Cette démarche lui aura permis d’en apprendre un bout, mais elle n’aura pas changé foncièrement les choses. Il retiendra par contre être le petit-fils de Pierre Nicolet, de Tramelan, «un grand-père brillant et apprécié, dont je suis fier».

Face à un choix
Mais au cœur de son processus de reconstruction, il y a avant tout le pardon. Car à un moment de sa vie, le Neuchâtelois s’est retrouvé face à ce choix: continuer de vivre avec son lourd passé fait de rejets, de souffrances et de blessures, ou entamer un chemin de pardon. Il a opté pour la deuxième option. «J’ai mis sur des listes tout le mal qu’on m’avait fait et celui que j’avais commis, puis j’ai décidé de passer à autre chose.»

Il imaginait que ça prendrait quelques jours. Ça a duré plusieurs mois. «Ça a été intense, avec des moments de colère et de haine. Mais j’ai choisi de me détacher de ce boulet et de tout remettre à Dieu. Mon père a tué ma mère, ce n’est ni juste ni excusable. Mais je lui pardonne.»

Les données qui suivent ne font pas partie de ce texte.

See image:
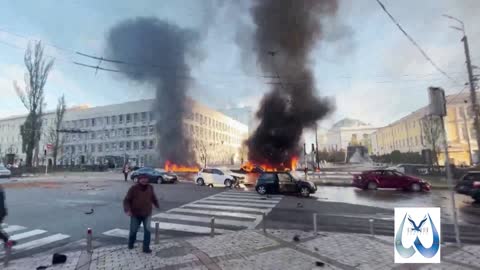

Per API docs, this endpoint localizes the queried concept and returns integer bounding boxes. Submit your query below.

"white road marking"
[148,222,232,234]
[10,229,47,241]
[194,200,277,208]
[205,196,281,204]
[152,213,250,228]
[170,208,260,220]
[221,191,283,198]
[3,225,26,234]
[213,193,282,202]
[102,228,148,240]
[12,234,70,252]
[183,204,267,213]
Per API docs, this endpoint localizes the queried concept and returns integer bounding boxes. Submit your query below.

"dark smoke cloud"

Valéry Gonin sera l’orateur, ce dimanche, de la Soirée de louange, à la Salle des fêtes de Reconvilier (19h30). Il viendra avec son livre, «Des racines dans le ciel; pardonner et se reconstruire après un drame familial» (éditions Favre).

 

Du bûcheronnage au pastorat
Né aux Ponts-de-Martel, il y a 38 ans, Valéry Gonin est aujourd’hui marié, père de trois enfants et domicilié à Môtiers. Forestier-bûcheron de formation, il a bossé dans les forêts neuchâteloises pendant dix ans, puis comme contremaître à l’Etat de Neuchâtel. Mais depuis 2010 et après avoir suivi une formation biblique et théologique d’orientation pentecôtiste à Orvin (Ibeto, aujourd’hui devenu Startup Ministries), il est pasteur à temps partiel dans une église évangélique, à Fleurier. Un poste qu’il quittera à fin août. Il s’investira dès lors dans des services – ou ministères, dans le langage évangélique – liés à la famille et à la guérison.

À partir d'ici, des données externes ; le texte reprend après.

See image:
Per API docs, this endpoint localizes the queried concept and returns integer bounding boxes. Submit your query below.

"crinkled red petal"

N’y a-t-il pas un gouffre entre le bûcheronnage et le pastorat? Aucunement, selon Valéry Gonin. «Mes aspirations se sont exprimées dans des voies différentes, mais elles restent les mêmes.» Et d’expliquer qu’il œuvre pour la forêt future: «Le résultat du travail d’un bûcheron n’est pas toujours visible dans l’immédiat. C’est identique dans le pastorat.»